Leasing out the Asian surplus April 1998
The aircraft market is in a curious state of imbalance, with excess supply in Asia and very tight demand conditions in Europe and North America. How will this situation be resolved?
Deferral of deliveries for 1998 and 1999 is apparently very difficult, and production slot swap negotiations — such as those between MAS and Delta — do not seem to be productive. The attitude of the manufacturers is nonchalant; Airbus and Boeing give the impression that the current Asian crisis is a minor blip on a long–term upward curve.
Most Asian carriers have announced plans for selling aircraft. Some airlines — MAS and Asiana for example — may be willing to sell their entire fleets. Thai International intends to convert its additional committed aircraft deliveries in 1998 to operating leases, and dispose of at least 17 aircraft. Cathay Pacific is attempting to sell its 747–200 fleet.
Yet anecdotal evidence suggests that the Asian carriers, confronted by a wholly new situation, are not moving fast enough in disposing of their assets. And any delay means a further decline in their asset values, and a dent in cash flow.
A further complication for Asian airlines is that stock–market analysts have started to factor in fleet values in their assessments of underlying value of airline shares. Peter Tang of Jardine Fleming in Hong Kong, for example, argues that because earnings forecasts have become so impossible to calculate, much more attention has to be paid to balance sheet ratios.

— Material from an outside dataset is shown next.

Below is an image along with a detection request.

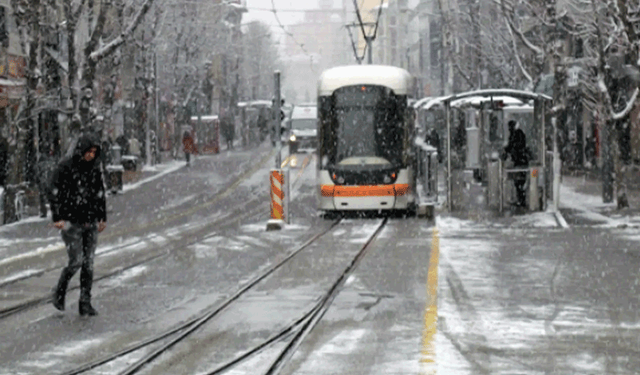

Hence the adjusted net asset value (75% of the theoretical second hand value of the fleet plus investments minus net debt) of Cathay Pacific works out at HK$7.30 a share as at mid–March compared with the actual price of HK$6.50.
For the leasing business, however, the Asian crisis presents an opportunity. It may be possible to purchase aircraft en masse from Asian carriers at prices which reflect the distressed conditions of those carriers and then lease them out to Western airlines at close to peak rates. Or they could be leased back to the Asian carriers whose main concern at the moment is probably to secure an injection of dollars.
The pie charts on page 3 represent Aviation Strategys estimate of the ownership/ leasing structure of commercial aircraft fleets in the three main regions of the world. Whereas 52% of the North American fleet and 56% of the European fleet is on some form of operating lease (from a leasing company, a bank or even a manufacturer), this percentage reduces to just 33% for the Asian fleet.
Perhaps more significantly, jets leased to North American Majors accounted for some 34% of the regional total, compared with 20% for the Euro–Majors and just 11% for the Japanese and Southeast Asian Majors
Historically, the leading Asian carriers have not used the operating lease to any great extent for a number of reasons. First, cash–flow has been consistently strong, enabling outright purchases; second, fleet flexibility has not been priority in a largely regulated environment; third a high proportion of the Asian fleet consists of widebodies, which lessors generally have not supplied. This could now be about to change.
For the banks and leasing companies, however, there is a substantial risk involved in exploiting the Asian situation. It is probable that second–hand values for narrowbodies are at or close to their cyclical peak (see graph, left); values for widebodies are almost certainly past their peak and on a downward track.
Facilitating the dispersal of the Asian surplus means increasing the supply of secondhand aircraft in the West, which, despite currently strong market conditions, will inevitably put downward pressure on prices. A further danger is that too many lessors will start chasing opportunities in Asia. Less sophisticated players will enter this new market, creating a speculative bubble. In addition, it should not be forgotten that there is one other very weak sector of the aviation industry — US new entrants — which could also boost the supply of second–hand narrowbodies.